Giuseppe Coviello NEC Labs America

Giuseppe Coviello is a Senior Researcher in the Integrated Systems Department at NEC Laboratories America. He received his undergraduate degree in ​​Computer Science from University of Naples ‘Parthenope’. Giuseppe’s research centers on image and video processing, neural network architectures, and multimedia analysis. Giuseppe’s research spans multiple areas at the intersection of artificial intelligence and systems engineering, with a particular focus on image and video processing, neural network architectures, and multimedia content analysis. A significant aspect of Giuseppe’s work involves the design, development, and deployment of distributed computing systems. At NECLA, he leads and contributes to projects involving AI-enhanced media applications and real-time analytics systems designed for deployment across hybrid cloud and edge computing environments, all of which heavily rely on the principles and architectures of distributed computing. His work plays a critical role in designing and optimizing real-time analytics engines, edge computing platforms for the Internet of Things (IoT), and distributed, fault-tolerant computing frameworks. These efforts are fundamental to supporting the creation of secure, scalable, and efficient infrastructures that meet the demanding needs of enterprise software platforms, next-generation telecommunications networks, and mission-critical applications in infrastructure and public safety. By leveraging the power of distributed computing systems, Giuseppe enables advanced data processing and AI capabilities at scale, ensuring robust performance and reliability across a diverse range of modern digital ecosystems.

Posts

TacTool: Tactical Tool usage in Agentic AI Systems

Large language models (LLMs) are becoming the centerpiece in the design and deployment of Agentic artificial intelligence (AI) systems. AI agents typically have (a) reasoning ability to analyze and think through the given task, (b) context/memory to remember things in the short-term and long-term, and (c) tools at their disposal to interact with the outsideworld. While solving the given task, it must decide whether tool use is required; if so, it must then select the appropriate tool and invoke it with the correct parameters. Although LLMs have advanced considerably in recent years, their tool-use capabilities remain limited. Even OpenAI’s most capable model to date, GPT-5, continues to struggle with reliable tool usage. In this paper, we propose TacTool, which empowers AI agents with improved tool selection and tool call formulation using different LLMs. We conduct experiments using Nestful and Berkeley Function Calling Leaderboard version 3 (BFCLv3) benchmarks and show that TacTool achieves ?27% and ?3% improvement over GPT- 4o on Nestful and BFCL v3 dataset, respectively.
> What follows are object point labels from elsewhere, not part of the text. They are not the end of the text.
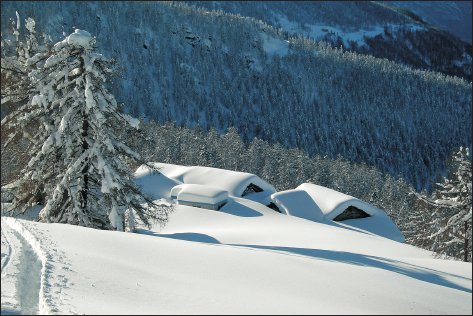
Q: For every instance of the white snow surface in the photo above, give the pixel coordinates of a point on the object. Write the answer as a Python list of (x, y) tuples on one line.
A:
[(243, 259)]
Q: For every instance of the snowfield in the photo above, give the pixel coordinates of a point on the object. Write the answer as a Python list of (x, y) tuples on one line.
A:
[(243, 259)]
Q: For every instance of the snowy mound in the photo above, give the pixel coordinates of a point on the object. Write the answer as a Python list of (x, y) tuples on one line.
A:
[(80, 38), (232, 181)]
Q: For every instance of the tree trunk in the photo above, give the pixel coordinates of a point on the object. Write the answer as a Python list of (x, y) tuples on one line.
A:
[(465, 245), (85, 170)]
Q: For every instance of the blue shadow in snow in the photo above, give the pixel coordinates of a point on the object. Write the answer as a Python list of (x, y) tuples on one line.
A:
[(9, 312), (407, 269), (182, 236)]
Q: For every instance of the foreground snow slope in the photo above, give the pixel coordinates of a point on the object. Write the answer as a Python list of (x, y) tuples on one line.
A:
[(244, 259)]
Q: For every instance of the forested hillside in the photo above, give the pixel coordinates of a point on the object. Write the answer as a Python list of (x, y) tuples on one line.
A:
[(220, 70)]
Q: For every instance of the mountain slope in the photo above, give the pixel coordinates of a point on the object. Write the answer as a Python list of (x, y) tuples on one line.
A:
[(214, 262), (380, 28), (219, 70), (453, 16)]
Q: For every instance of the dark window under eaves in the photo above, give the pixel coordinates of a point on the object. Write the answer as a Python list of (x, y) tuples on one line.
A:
[(251, 188), (274, 207), (351, 213)]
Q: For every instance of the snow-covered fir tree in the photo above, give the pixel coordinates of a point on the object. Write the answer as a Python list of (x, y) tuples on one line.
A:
[(79, 169), (451, 218)]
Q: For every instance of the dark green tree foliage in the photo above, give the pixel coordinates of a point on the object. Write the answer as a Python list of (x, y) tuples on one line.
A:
[(449, 208), (214, 69)]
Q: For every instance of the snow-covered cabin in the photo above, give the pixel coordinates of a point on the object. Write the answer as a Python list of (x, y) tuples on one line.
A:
[(351, 211), (239, 184), (199, 195), (296, 203)]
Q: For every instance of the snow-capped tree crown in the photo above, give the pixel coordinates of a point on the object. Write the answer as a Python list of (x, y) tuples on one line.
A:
[(77, 161)]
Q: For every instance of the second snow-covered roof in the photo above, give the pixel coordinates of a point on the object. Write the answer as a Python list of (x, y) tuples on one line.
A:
[(199, 193), (332, 203), (232, 181)]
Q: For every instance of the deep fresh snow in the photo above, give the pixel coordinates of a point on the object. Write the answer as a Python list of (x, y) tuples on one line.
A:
[(244, 259)]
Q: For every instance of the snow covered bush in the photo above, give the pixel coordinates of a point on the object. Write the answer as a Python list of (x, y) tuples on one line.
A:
[(79, 169)]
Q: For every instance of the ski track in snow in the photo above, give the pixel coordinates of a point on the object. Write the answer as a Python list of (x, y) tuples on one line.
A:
[(38, 268), (28, 279)]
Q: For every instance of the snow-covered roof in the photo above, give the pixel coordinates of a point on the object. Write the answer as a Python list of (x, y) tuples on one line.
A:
[(153, 184), (80, 38), (332, 203), (232, 181), (199, 193), (297, 203)]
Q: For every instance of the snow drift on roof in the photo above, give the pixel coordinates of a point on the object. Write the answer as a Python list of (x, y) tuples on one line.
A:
[(298, 203), (333, 203), (232, 181), (199, 193), (80, 38), (154, 184)]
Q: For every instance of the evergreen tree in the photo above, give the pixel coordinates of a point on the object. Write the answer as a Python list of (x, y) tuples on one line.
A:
[(453, 202), (79, 168)]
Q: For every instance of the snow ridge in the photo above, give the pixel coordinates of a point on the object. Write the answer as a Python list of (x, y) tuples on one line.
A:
[(49, 272)]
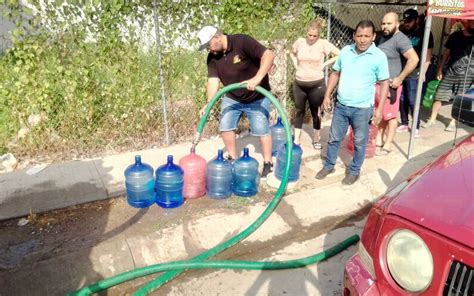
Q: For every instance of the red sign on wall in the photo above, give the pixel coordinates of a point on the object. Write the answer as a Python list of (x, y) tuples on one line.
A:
[(460, 9)]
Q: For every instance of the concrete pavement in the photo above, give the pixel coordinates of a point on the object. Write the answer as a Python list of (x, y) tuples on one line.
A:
[(313, 216)]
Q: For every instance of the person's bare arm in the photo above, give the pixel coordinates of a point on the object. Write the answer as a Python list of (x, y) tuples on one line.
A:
[(444, 59), (412, 60), (426, 64), (266, 63), (294, 58)]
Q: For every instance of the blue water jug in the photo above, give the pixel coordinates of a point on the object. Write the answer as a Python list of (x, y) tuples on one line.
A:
[(139, 183), (219, 177), (295, 162), (169, 185), (278, 136), (245, 176)]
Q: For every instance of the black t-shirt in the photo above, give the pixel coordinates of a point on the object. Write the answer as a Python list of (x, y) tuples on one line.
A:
[(460, 47), (240, 62), (416, 39)]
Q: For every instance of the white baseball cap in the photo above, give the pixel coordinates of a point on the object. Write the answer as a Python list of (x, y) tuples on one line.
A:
[(205, 35)]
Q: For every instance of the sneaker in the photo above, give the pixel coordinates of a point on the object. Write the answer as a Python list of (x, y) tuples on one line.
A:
[(267, 169), (427, 124), (323, 173), (402, 128), (349, 179), (451, 127)]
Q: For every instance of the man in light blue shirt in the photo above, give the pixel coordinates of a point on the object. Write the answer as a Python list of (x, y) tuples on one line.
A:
[(357, 69)]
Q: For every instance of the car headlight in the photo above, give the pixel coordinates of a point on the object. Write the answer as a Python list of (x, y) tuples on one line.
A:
[(409, 261)]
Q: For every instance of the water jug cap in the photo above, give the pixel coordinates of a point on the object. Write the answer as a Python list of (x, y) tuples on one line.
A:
[(138, 159), (220, 154)]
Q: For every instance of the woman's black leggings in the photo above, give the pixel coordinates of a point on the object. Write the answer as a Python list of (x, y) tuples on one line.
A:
[(313, 92)]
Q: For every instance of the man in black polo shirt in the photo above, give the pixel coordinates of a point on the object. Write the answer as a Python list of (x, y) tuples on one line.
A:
[(232, 59)]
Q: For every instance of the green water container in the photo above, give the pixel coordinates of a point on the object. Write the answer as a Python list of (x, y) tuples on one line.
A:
[(430, 93)]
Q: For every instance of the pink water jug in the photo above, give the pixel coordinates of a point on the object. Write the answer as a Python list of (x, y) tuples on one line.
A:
[(371, 146), (194, 167)]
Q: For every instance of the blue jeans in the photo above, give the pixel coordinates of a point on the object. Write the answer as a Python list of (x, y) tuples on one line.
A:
[(358, 119), (257, 112), (407, 100)]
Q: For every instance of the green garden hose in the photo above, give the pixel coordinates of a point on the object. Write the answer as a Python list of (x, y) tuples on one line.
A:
[(173, 269)]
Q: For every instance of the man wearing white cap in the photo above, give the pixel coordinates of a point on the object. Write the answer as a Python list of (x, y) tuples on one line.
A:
[(232, 59)]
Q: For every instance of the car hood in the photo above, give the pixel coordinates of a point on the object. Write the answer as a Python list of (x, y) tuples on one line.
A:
[(440, 197)]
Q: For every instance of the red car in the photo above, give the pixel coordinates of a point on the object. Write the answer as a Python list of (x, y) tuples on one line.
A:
[(419, 237)]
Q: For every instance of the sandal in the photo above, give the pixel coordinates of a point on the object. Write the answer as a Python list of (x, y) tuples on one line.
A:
[(383, 152), (317, 145)]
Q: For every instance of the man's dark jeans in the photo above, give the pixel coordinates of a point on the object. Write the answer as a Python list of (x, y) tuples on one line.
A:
[(358, 119)]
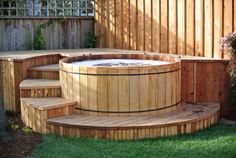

TalentScout: Multimodal AI-Driven Expert Finding in Organizations

Identifying subject-matter experts within organizations remains a challenging task due to the scale, heterogeneity, and unstructured nature of enterprise knowledge assets. We present TalentScout, an AI-driven expert identification system that constructs a unified, skill-centric knowledge graph by ingesting and analyzing diverse media, including research papers, reports, presentations, transcripts, and supervisor recommendations. TalentScout’s modular architecture integrates document parsing, audio/video transcription, metadata extraction, large language model-based skill extraction, multi-factor author disambiguation, and evidence-weighted skill attribution. At query time, TalentScout decomposes natural language queries into canonical skill requirements, traverses the constructed knowledge graph, and ranks experts based on aggregated skill weights, document quality, and endorsement signals, providing document-level justifications for each recommendation. We evaluate TalentScout on multiple public and internal enterprise datasets, including DBLP, TREC Enterprise, Tilburg, and ManConCorpus. Using standard information retrieval metrics such as Precision@ 5, Recall@5, nDCG@5, and Mean Reciprocal Rank (MRR), TalentScout consistently outperforms leading baselines, achieving up to 24% higher Precision@ 5 in early expert retrieval. The results highlight TalentScout’s scalability, transparency, and accuracy, establishing it as a practical solution for evidence-based expert discovery and organizational talent management.

SlideCraft: Context-aware Slides Generation Agent

Creating effective slide presentations requires adapting both content and structure to match the communication context e.g. whether the presentation is for summarizing to executives, or reporting progress to research supervisors. In research and enterprise environments, this need for context-sensitive presentations often leads to repeated, manual reformatting of the same material to suit different audiences. Existing generative systems support slide creation but typically rely on structured inputs, assume a fixed format, and offer limited ability to iteratively refine outputs through natural language feedback. Moreover, they rarely accommodate organizational constraints such as formatting guidelines, domain-specific terminology, or branding requirements. We present SlideCraft, a context-aware generative agent that autonomously creates and edits slide presentations based on natural language instructions. SlideCraft infers the intended presentation context, such as an executive-facing or a project review summary for technical oversight, and selects the appropriate slide template. It then synthesizes content from input documents, enriches it with external knowledge and internal assets, assembles it into a structured intermediate representation, and generates a validated slide deck. SlideCraft supports both first-time slide creation and iterative updates, operating through familiar natural language interfaces like email or messaging tools. Our experiments demonstrate that SlideCraft consistently produces high-quality, context-aware presentations tailored to diverse communication settings, with minimal human input and reliable adherence to enterprise constraints.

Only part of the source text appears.